April 8, 2020
Feng Jia, VP of Data Science
Pareto principle, also known as the 80/20 rule, is an axiom of business management that about 80 percent of revenue comes from 20 percent of customers. As we are confronting one of the greatest health threats of our generation and its resulting economic turbulence, many companies have had to resort to decisions that could have a profound impact on all their customers. Instead of applying blanket treatment/offers to all customers, Pareto principle could be valuable because it could devise differential treatment/strategy to customers who are deemed the most valuable to the businesses.
One example is with one of our online grocery delivery clients. With 90% of Americans under stay-at-home orders, it creates a business boom for them. However, too much demand brought chaos to their online delivery scheduling. Customers were annoyed and bad publicity stemmed through social media. This is a perfect situation where we can have expedited delivery programs designated to the top ~20% of the most valuable customers. Keeping them happy will ensure our client’s business to generate continuous revenue even in the post COVID-19 recovery phase and beyond.
Another example is related to one of our hospitality industry clients. Due to COVID-19, all their customers’ existing resort reservations need to be rescheduled. Instead of opting to the first come first serve approach, they could adapt to an approach where priority booking is designed to the ~20% of their most valuable customers.

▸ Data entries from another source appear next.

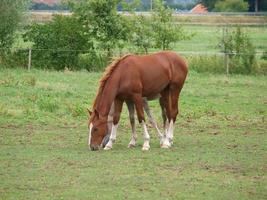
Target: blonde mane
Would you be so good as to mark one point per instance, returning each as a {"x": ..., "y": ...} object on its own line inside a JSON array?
[{"x": 108, "y": 71}]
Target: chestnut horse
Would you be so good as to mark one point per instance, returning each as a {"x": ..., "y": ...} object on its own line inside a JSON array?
[
  {"x": 130, "y": 106},
  {"x": 130, "y": 78}
]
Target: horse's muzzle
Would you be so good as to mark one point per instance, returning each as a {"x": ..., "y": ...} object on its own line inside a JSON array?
[{"x": 94, "y": 148}]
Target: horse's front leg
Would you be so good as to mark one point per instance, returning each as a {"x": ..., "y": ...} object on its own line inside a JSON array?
[
  {"x": 130, "y": 106},
  {"x": 152, "y": 120},
  {"x": 116, "y": 117},
  {"x": 138, "y": 102}
]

One question arises on how to identify the top 20% most valuable customers. There are empirical approaches and predictive approaches. In an empirical approach, one can base on customers' historical value to rank order customers into quintiles, where the first quartile represents the top 20% most valuable customers. When leveraging customers historical values, a certain time window needs to be applied. Typically, industry uses past 12- or 24-months revenue, margin or similar metrics to approximate customer value dimension.
A customer’s historical value is a good approximation for their future values. However, how should we handle customers who have shorter tenure than 12 or 24 months? Or even better, how do we deal with new customers who have little historical transactions with the business? This is when predictive approaches are needed. Under the term of customer LTV, predictive models have been applied to forecast customers future value. The predictive models can be as straightforward as building regression models that predict customer total value within a time window. On the flip side, there could be more complex LTV solutions, where customers churn probability, cross-sell, and upper-sell probabilities need to be considered.
As businesses experience radical changes, Pareto principle should be considered whenever applicable. Analytics and predictive modeling can help businesses to identify the top 20% most valuable customers that differentiated and enhanced treatments can be applied.